Ao todo, a Superintendência de Controle de Obrigações (SCO) da Anatel publicou seis medidas cautelares. As decisões têm dois objetivos: interromper o encaminhamento do tráfego associado ao spoofing e reconstruir a cadeia de encaminhamento das chamadas para identificar o responsável por sua origem.
Medidas incluem bloqueios e rastreamento
Segundo os despachos, parte das determinações estabelece bloqueios com prazo de até cinco dias, contados a partir da ciência de cada decisão.
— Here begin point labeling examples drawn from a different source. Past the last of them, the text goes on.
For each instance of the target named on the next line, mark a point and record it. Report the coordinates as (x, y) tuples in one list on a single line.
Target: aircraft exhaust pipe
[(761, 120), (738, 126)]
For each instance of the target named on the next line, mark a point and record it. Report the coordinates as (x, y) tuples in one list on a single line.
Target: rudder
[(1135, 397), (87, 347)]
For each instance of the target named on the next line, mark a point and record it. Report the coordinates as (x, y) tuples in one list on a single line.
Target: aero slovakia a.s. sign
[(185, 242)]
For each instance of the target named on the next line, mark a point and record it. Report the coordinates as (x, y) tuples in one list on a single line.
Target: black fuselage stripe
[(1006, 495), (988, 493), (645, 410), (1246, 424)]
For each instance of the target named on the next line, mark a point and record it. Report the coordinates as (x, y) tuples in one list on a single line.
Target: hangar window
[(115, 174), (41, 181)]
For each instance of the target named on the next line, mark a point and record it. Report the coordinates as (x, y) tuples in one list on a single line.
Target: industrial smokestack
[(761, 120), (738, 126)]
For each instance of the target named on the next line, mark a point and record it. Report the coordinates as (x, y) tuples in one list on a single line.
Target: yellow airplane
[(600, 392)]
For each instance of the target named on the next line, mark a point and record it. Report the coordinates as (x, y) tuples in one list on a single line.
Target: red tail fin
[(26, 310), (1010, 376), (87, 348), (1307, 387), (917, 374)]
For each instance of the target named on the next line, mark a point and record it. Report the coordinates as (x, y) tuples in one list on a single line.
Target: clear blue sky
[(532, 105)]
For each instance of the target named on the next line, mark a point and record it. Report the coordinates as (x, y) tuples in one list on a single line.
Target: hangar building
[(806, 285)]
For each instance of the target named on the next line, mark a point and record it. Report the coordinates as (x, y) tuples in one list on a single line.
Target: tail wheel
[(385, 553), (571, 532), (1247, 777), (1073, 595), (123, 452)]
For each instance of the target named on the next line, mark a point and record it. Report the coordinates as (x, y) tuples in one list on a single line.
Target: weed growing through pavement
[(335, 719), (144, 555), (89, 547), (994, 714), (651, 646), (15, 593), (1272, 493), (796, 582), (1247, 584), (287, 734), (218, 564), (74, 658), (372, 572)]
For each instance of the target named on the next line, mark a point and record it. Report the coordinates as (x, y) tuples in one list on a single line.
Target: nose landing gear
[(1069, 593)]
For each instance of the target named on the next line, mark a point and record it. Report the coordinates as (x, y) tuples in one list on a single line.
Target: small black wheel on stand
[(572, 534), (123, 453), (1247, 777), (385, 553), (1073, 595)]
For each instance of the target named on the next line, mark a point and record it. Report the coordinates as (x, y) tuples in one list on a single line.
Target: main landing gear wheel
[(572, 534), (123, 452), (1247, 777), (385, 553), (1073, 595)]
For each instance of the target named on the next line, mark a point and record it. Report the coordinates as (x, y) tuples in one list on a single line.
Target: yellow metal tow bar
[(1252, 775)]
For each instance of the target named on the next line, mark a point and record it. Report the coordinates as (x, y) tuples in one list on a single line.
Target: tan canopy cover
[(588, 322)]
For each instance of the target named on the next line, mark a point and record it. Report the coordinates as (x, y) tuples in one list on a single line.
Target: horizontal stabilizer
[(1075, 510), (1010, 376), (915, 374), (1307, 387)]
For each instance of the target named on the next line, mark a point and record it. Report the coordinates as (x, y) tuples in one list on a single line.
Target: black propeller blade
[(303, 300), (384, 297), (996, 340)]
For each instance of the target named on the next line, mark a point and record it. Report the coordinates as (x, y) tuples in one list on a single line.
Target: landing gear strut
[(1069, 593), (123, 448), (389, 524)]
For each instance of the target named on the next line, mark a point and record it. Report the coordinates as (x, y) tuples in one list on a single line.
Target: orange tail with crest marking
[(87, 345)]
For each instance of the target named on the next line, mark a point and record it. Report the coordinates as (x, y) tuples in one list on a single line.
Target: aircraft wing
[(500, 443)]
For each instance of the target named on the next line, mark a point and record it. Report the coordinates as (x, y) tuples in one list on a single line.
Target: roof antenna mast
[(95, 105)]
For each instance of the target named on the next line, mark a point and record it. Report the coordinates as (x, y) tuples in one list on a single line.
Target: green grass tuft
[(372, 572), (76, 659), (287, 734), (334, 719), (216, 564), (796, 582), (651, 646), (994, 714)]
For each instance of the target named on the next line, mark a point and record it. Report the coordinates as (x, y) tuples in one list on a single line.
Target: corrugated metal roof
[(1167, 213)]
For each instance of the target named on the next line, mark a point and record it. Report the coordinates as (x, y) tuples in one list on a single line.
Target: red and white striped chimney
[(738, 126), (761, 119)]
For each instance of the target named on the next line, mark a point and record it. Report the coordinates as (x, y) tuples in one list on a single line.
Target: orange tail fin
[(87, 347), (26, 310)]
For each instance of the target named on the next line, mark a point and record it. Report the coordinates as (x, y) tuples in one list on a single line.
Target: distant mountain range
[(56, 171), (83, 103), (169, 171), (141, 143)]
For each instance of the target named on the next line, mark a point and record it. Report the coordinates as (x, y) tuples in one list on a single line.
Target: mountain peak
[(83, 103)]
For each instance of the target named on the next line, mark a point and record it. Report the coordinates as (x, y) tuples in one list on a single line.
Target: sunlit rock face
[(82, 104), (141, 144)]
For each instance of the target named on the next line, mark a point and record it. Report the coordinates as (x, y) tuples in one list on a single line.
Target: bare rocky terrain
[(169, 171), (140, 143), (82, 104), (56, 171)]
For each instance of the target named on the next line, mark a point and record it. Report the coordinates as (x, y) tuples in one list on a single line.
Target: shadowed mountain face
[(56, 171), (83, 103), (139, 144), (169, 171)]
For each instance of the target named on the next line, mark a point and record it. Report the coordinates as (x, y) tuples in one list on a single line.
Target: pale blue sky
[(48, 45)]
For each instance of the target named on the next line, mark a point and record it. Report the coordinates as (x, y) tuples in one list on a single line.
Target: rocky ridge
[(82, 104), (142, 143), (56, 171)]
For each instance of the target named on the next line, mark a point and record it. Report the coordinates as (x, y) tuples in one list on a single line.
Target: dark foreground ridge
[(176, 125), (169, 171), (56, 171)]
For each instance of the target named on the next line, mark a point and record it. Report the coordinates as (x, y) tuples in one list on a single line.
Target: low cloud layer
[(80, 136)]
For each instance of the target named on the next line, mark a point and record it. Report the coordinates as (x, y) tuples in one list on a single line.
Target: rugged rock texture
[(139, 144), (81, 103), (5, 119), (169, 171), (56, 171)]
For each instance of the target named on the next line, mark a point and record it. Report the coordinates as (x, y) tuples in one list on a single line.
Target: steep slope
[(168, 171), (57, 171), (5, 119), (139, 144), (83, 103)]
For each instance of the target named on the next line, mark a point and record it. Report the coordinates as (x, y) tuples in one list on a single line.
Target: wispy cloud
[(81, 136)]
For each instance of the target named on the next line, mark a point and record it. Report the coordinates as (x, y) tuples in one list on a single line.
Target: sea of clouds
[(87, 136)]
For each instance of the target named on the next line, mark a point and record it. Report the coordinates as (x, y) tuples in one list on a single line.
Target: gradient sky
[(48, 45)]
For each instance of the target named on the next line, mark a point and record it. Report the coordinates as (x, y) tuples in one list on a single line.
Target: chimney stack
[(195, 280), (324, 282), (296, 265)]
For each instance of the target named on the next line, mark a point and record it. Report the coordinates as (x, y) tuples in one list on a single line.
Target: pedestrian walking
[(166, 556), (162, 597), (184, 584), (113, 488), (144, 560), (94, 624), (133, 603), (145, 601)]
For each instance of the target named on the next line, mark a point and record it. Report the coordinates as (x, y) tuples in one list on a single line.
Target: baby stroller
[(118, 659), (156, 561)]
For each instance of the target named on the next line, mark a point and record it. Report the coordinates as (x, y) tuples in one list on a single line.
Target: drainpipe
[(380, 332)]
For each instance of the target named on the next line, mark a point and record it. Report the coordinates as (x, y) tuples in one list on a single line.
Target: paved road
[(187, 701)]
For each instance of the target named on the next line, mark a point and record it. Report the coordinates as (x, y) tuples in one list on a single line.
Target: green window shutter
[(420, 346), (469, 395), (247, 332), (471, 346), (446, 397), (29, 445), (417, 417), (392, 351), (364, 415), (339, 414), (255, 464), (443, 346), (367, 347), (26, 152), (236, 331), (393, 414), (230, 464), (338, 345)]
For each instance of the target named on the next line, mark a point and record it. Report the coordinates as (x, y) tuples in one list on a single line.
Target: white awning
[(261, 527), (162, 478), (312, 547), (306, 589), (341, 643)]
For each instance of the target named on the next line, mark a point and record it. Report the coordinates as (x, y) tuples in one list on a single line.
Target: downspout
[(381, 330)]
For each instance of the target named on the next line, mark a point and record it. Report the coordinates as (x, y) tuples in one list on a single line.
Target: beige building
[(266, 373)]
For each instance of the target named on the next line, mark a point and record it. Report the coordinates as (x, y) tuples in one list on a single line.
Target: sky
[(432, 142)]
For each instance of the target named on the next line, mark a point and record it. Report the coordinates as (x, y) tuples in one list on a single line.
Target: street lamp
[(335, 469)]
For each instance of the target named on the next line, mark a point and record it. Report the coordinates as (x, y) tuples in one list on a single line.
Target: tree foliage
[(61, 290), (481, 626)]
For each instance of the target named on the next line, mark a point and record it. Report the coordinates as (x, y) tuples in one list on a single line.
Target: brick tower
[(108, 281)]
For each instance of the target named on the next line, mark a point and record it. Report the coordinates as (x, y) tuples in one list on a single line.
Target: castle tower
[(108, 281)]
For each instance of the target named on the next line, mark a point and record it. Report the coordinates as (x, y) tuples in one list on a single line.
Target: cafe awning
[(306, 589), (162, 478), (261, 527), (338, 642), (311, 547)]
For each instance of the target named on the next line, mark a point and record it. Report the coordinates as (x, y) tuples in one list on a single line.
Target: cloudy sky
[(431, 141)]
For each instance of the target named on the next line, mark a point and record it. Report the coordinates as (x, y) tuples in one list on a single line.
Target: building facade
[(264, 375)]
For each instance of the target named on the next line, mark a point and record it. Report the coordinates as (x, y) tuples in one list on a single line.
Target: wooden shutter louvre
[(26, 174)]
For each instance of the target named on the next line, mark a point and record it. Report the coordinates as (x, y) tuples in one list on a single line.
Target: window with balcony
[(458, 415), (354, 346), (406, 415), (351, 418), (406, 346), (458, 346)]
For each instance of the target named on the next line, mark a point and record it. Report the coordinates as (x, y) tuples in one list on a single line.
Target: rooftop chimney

Outras exigem que as empresas apresentem relatórios de rastreamento em até 30 dias.
Caso o rastreamento não consiga identificar quem iniciou o tráfego, as empresas deverão justificar a impossibilidade e informar quais diligências e solicitações foram feitas a terceiros. A identificação de responsáveis ou de agentes que não cooperem poderá embasar novas medidas cautelares.
Entre as determinações, a TIM deverá suspender por um mês a capacidade de originação de chamadas da ELO Contact Center Serviços em sua rede.